Por Caio César | 15/12/2018 | 8 min.
Índice
Introdução
A proposta deste artigo é discutir um pouco sobre a Linha 574J-10 (Terminal Vila Carrão-Metrô Conceição), operada pela empresa Via Sul Transportes Urbanos Ltda., apontando que a ideia de seccioná-la parece ser razoável.
Trata-se de uma linha de ônibus que existe pelo menos desde a década de 1980, tendo sobrevivido a uma série de mudanças institucionais e também do próprio tecido urbano. A Via Sul e o Grupo Ruas não possuem sites na Internet.

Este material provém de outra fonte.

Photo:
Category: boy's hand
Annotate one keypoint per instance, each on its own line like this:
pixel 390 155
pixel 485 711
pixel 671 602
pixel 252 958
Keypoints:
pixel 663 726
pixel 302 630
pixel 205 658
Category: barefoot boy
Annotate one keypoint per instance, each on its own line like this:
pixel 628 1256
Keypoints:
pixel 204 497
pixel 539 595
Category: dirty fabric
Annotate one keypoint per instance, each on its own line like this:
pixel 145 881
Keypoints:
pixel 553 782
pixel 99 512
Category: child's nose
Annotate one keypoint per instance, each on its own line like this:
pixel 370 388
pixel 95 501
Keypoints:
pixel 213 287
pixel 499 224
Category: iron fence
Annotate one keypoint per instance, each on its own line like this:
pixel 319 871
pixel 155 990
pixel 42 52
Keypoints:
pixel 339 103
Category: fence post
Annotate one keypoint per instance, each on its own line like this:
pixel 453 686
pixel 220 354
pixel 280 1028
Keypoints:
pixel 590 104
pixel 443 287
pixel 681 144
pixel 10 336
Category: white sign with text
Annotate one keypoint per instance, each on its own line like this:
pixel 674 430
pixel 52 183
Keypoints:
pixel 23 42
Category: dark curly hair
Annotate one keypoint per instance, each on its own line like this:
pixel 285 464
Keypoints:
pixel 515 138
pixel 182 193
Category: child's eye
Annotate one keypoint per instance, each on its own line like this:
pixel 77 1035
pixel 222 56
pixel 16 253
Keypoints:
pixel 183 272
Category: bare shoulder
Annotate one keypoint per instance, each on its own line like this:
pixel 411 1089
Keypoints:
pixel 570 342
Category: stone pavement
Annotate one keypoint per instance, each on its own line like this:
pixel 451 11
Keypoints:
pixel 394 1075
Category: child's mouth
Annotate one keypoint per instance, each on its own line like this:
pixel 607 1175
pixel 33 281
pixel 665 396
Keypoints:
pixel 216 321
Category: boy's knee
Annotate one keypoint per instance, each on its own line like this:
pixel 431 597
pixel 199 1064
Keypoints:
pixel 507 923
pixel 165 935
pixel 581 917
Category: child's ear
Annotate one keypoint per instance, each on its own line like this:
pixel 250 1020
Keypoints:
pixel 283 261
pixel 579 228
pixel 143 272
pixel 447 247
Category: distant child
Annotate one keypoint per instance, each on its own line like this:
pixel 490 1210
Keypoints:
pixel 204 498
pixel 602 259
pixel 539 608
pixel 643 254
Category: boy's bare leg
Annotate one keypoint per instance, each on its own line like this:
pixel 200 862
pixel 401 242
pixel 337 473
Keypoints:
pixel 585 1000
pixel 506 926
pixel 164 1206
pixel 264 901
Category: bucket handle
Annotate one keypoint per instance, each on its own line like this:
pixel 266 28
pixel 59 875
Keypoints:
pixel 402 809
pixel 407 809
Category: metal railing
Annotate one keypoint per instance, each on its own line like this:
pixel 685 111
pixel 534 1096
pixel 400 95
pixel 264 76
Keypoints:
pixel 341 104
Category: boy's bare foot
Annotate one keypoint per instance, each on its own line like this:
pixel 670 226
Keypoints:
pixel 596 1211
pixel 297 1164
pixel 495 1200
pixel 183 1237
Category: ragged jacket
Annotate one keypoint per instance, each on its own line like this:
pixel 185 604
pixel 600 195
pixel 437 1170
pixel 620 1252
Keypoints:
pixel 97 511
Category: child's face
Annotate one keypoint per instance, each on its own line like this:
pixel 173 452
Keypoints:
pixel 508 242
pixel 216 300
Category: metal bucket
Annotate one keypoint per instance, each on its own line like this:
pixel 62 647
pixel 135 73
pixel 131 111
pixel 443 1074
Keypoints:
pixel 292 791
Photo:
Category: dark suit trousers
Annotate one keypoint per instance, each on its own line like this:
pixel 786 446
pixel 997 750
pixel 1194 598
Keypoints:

Observação: a Via Sul é de propriedade do Grupo Ruas, aquele mesmo que recentemente esticou suas garras e abocanhou uma fatia da ViaMobilidade por meio de uma holding, a RuasInvest, concessionária em regime de outorga da Linha 5-Lilás (Capão Redondo-Chácara Klabin) da Companhia do Metropolitano de São Paulo.
Um verdadeiro linhão
Segundo os dados publicados pela municipalidade em 2017, a linha tem aproximadamente 25 km de extensão por sentido, o que significa que uma volta completa é quase como ir de São Paulo a Mogi das Cruzes pela Linha 11-Coral (Luz-Guaianazes-Estudantes) da Companhia Paulista de Trens Metropolitanos, com um “pequeno grande detalhe”: uma volta completa na 574J-10 exige, no pior cenário, impressionantes 4 horas (240 minutos, sendo 130 minutos num sentido e 110 noutro, conforme informações oficiais), já uma viagem entre as estações Luz e Estudantes não costuma ultrapassar a casa dos 90 minutos no pior cenário. A extensão também é comparável à Linha 3-Vermelha (Itaquera-Barra Funda) da Companhia do Metropolitano de São Paulo, que tem 22 km.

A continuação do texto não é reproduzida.